誰かの行為に思いやりや憐みを感じられないとき、「酷い行為」と言います。
また、告白をしたときに、思いやりのない対応をされてフラれたとき、「酷いフラれ方をする」などと言います。
次に、「酷い」には「度を越している」という意味があります。
例えば、夏場とはいえ40度を超えるような高い気温は、度を越していると言えます。
そのため、「度を越した暑さだ」などと言います。
さらに「酷い」には「程度が非常に悪い」という意味があります。
映画を見たときに、あまりにも作品の程度が悪いと感じたとき、「酷い映画だ」などと言います。
「惨い」とは?
「惨い」という言葉には、どのような意味があるでしょうか。
「惨い」は「むごい」と読みます。
「惨い」は「見るに堪えないほど痛ましい。
残酷である」という意味があります。
無慈悲でむごたらしいような死に方をした人を見たとき、「惨い死に方だ」などと言います。
また、見るに堪えないような痛ましい事件を、テレビのニュースなどで見ることがあります。
このようなとき、「惨い事件が起きた」などと言います。
次に「惨い」には「思いやりがない。
無慈悲である」という意味があります。
傷ついている人の心に、塩を塗るような言葉をかける時、「惨い言葉」などと言います。
「酷い」と「惨い」の違い
「酷い」と「惨い」の違いを、分かりやすく解説します。
「酷い」は「残酷なこと。
むごい」という意味があります。
一方の「惨い」には、「見るに堪えないほど痛ましい。
残酷である」という意味があります。
このように、2つの言葉には、「残酷だ」という意味があります。
そのため、「残酷な言動」という意味の文章を作るときは、「酷い言動」でも、「惨い言動」でも、ほとんど同じ意味になります。

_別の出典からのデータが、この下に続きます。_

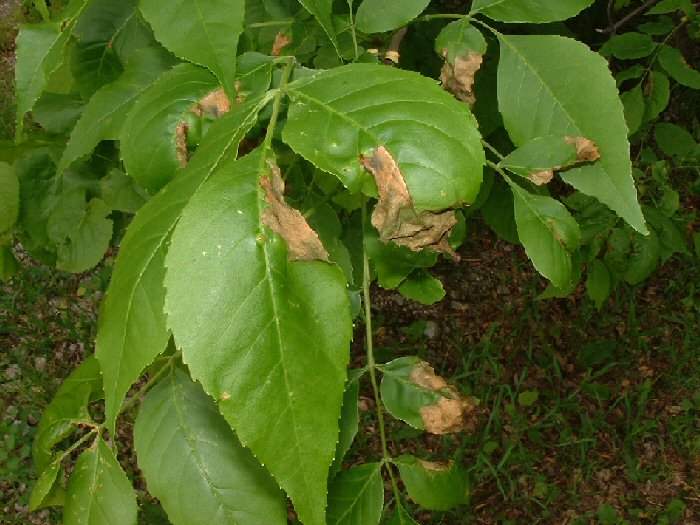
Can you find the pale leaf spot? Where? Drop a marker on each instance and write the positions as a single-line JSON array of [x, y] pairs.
[[458, 78], [281, 40], [394, 215], [541, 177], [303, 243]]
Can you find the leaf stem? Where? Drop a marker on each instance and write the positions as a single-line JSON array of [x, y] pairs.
[[276, 105], [371, 363]]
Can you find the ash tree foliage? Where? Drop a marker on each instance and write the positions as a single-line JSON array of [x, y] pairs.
[[277, 157]]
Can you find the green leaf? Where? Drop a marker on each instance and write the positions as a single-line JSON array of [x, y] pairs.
[[402, 396], [194, 463], [105, 113], [656, 95], [131, 329], [598, 283], [548, 232], [58, 113], [434, 486], [400, 517], [45, 487], [539, 154], [270, 339], [393, 263], [675, 65], [349, 419], [356, 496], [378, 16], [69, 406], [540, 93], [39, 53], [673, 140], [203, 32], [322, 10], [628, 46], [9, 197], [81, 234], [338, 115], [99, 493], [644, 258], [148, 137], [537, 11], [458, 38], [8, 264], [633, 103], [422, 287], [120, 192]]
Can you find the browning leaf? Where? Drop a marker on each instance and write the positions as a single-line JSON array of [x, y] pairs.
[[586, 150], [303, 243], [541, 177], [394, 215], [452, 412], [458, 79], [181, 152], [281, 39]]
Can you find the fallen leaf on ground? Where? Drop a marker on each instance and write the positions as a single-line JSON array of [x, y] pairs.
[[303, 243], [458, 79], [394, 215]]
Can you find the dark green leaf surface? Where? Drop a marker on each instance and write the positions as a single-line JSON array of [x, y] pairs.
[[99, 493], [548, 232], [675, 65], [540, 93], [356, 496], [400, 517], [338, 115], [69, 404], [131, 330], [194, 463], [402, 397], [538, 11], [270, 349], [105, 113], [432, 485], [349, 419], [9, 197], [202, 31], [148, 136], [378, 16]]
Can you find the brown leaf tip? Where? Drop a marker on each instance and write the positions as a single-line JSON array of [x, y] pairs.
[[395, 217], [586, 149], [458, 78], [303, 243], [453, 412]]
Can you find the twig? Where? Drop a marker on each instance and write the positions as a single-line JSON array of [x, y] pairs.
[[626, 18]]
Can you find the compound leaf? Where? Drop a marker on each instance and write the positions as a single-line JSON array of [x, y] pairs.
[[537, 11], [99, 493], [9, 196], [106, 111], [548, 232], [356, 496], [148, 138], [435, 486], [194, 463], [540, 93], [202, 31], [131, 329], [340, 115], [268, 347]]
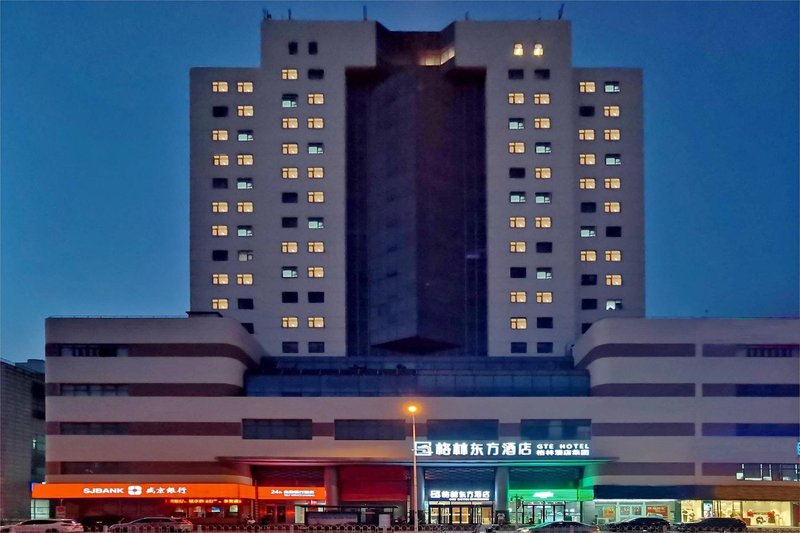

ただし、やや「惨い」のほうが、残酷さの程度が過ぎる印象があるかもしれません。
また「酷い」には「度を越している」という意味が含まれています。
度を越して寒い時、「酷い寒さだ」とは言いますが、「惨い寒さだ」とは言いません。
このように「酷い」には「度を越している」という意味があり、「惨い」にはそのような意味がないという違いがあると考えることができます。
まとめ
「酷い」と「惨い」の違いについて見てきました。
2つの言葉の意味の違いを知ることで、使い分けに失敗せずに済みそうです。